Debruçar-se no cinema experimental é perceber que existem muitas formas de trabalhar a linguagem e esse caminho de explorar o estranhamento, de tudo ser esquisito e mal-acabado é talvez a mais pobre delas, possivelmente algo mais alinhado, na verdade, a uma ideia de surrealismo. Existe uma história muito interessante aqui, principalmente no potencial dessa mística do pai como um médico cercado de ideias conspiratórias, que sempre que surge levanta mais curiosidade, seja pelo documental ou pela ficção, mas tudo acaba soterrado na forma como Stephens se esforça para empilhar suas visões acima do filme e não por meio dele. Li diversas vezes como esse seria um trabalho inovador, sendo que é algo que quem procura mais sobre cinema já viu muitas vezes, até mesmo em trabalhos de mostras ou faculdades aqui no Brasil, ou como esse é um longa sobre o luto, sendo que tudo que é usado para trabalhar essa relação acaba rompendo com a mesma. Na ideia, a ficção científica estaria em Invention para conectar o pai falecido à filha protagonista que redescobre esse laço a partir da máquina deixada em testamento, tanto é que a mulher só chora quando finalmente se abre a usar o equipamento, depois de passar por diversas cenas desacreditando o médico charlatão que a criou. Mas isso são pequenos, minúsculos, aspectos de algo que se debruça mais na esquisitice de seus personagens travados, na apatia da filha enlutada, na luz branca que cria uma névoa nas cenas, na montagem de plano e contraplano em que sobram espaços vazios para gerar estranhamento e nos diálogos forçados.

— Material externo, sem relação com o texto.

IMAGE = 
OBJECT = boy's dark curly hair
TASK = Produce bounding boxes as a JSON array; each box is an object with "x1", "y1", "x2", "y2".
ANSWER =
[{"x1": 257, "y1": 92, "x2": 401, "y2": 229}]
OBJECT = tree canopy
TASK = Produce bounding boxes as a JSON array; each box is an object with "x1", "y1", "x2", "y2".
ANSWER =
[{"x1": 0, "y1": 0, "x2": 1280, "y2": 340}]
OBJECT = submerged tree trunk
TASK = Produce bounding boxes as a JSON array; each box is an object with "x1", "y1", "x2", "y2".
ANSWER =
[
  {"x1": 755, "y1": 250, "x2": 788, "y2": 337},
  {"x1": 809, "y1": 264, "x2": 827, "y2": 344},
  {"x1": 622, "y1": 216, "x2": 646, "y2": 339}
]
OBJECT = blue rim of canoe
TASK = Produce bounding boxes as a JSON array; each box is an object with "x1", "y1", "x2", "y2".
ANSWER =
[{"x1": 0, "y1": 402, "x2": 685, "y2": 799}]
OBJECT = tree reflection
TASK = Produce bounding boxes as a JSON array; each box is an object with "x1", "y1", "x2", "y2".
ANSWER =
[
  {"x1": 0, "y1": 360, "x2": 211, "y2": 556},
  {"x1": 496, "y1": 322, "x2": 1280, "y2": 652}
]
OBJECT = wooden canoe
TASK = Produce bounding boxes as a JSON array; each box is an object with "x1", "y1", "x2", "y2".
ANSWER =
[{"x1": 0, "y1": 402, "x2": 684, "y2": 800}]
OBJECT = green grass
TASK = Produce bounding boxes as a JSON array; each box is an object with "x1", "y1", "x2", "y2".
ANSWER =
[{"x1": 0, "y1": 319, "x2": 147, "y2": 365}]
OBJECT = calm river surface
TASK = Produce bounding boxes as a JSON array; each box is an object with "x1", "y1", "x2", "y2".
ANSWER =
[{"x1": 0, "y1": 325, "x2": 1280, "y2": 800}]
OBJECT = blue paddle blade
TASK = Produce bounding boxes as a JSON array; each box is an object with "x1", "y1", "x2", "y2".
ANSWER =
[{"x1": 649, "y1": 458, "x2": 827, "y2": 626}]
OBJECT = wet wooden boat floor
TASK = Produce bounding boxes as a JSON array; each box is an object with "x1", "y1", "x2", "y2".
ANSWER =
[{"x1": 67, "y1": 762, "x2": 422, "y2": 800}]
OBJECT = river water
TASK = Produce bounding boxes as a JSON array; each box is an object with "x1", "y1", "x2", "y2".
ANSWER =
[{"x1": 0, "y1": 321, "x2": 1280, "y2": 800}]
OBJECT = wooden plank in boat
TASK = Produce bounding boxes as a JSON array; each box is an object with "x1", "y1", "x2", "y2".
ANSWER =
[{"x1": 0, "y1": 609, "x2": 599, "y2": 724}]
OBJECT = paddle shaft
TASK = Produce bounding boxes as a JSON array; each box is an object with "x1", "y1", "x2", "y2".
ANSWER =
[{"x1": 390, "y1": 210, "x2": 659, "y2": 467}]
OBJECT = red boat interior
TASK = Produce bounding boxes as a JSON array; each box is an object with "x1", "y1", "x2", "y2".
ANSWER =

Talvez seja realmente esse improviso que enfraquece, ou talvez a ideia de Courtney Stephens de cinema experimental seja encenar a coisa mais esquisita possível, ressaltando falhas e baixo orçamento, e vender como conceito, ou talvez eu não seja sensível o suficiente para compreender como isso é tão artístico. Fato é que eu adoraria assistir a um filme sobre o pai de Callie Hernandez e suas peculiaridades enquanto médico, tanto quanto adoraria assistir outro filme que trabalhasse a premissa de Invention com mais dedicação ao longa do que a essa vaidade e pretensão de mau gosto.